Les maires du littoral landais disent leurs inquiétudes. Car
l’état envisage de revoir à la baisse la présence des CRS sur les plages. Dès
cet été, les sauveteurs républicains ne seraient plus déployés entre le 15 juin
et le 15 septembre, mais du 1er juillet au 30 août. Les communes
devront compenser cet engagement réduit : payer des MNS civils. Là ou les
édiles fustigent une défection de l’état qui pèsera sur les collectivités.
Stéphanie Barneix fait entendre une voix en rupture avec ce discours. Celle qui
a opéré pendant 15ans sur les plages comme MNS préfère rappeler le potentiel « des jeunes de la région ». Ces
civils constituent la majorité des sauveteurs, associés aux CRS. « Ils ont le même niveau de compétence »
souligne Stéphanie Barneix, par ailleurs investie dans le club de sauvetage
côtier de Capbreton. « A travers,
nous leurs faisons passer le BNSSA. Et ce sont des jeunes qui d’ici, ils
connaissent bien le secteur et les plages. ». Des jeunes du cru
qu’elle regrette de « voir sur le
carreaux l’été ». « Ils sont pourtant prêt à travailler. Beaucoup
vivent sur place et ne posent pas le problème de l’hébergement
saisonnier. »
« Il faut s’y préparer ».Les maires en luttes pour le
maintien des effectifs CRS sur les plages ne masquent pas l’importance
financière de cette présence. Certains, dans les petites communes, assurent
qu’ils ne pourront remplacer les CRS par des civils (le salaire d’un MNS civil
se situe aux alentours de 1200€ net) et fermeront certaines plages.
Au delà du pécuniaire, les élus
avancent l’argument des prérogatives. Les CRS sont des policiers avec un
pouvoir en matière de maintien de l’ordre. Stéphanie Barneix relativise cette
vision des choses «Vous savez un 14
juillet, Je ne suis pas certaines qu’ils aient le temps de dresser des PV. Ils
sont tournés vers l’eau et en ce qui concerne le pouvoir de police les maires
peuvent assermenter des sauveteurs civils. C’est ce qui est fait à Soustons-Plage ».
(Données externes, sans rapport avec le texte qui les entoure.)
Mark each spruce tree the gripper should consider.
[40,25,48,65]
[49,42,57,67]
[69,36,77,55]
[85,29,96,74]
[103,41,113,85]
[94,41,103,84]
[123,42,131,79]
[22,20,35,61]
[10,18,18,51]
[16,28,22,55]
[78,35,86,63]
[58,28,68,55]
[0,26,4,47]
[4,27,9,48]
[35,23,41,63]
Stéphanie Barneix suggère d’anticiper ce qui serait une
évolution inéluctable. « Les moyens
alloués par l’état vont baisser, on n’y coupera pas. L’an dernier à Biarritz,
il n’y avait qu’une seule plage sans CRS, cette année, il y en aura trois. A
Hossegor nord, déjà il n’y avait pas de sauveteurs CRS. Je ne suis ni contre ni
pour la présence des CRS, je dis simplement qu’il faut se préparer ensemble à
leur départ. ». Cela dans le département qui, selon l’Institut
Nationale de Veille Sanitaire, enregistre le plus nombre de noyades(1).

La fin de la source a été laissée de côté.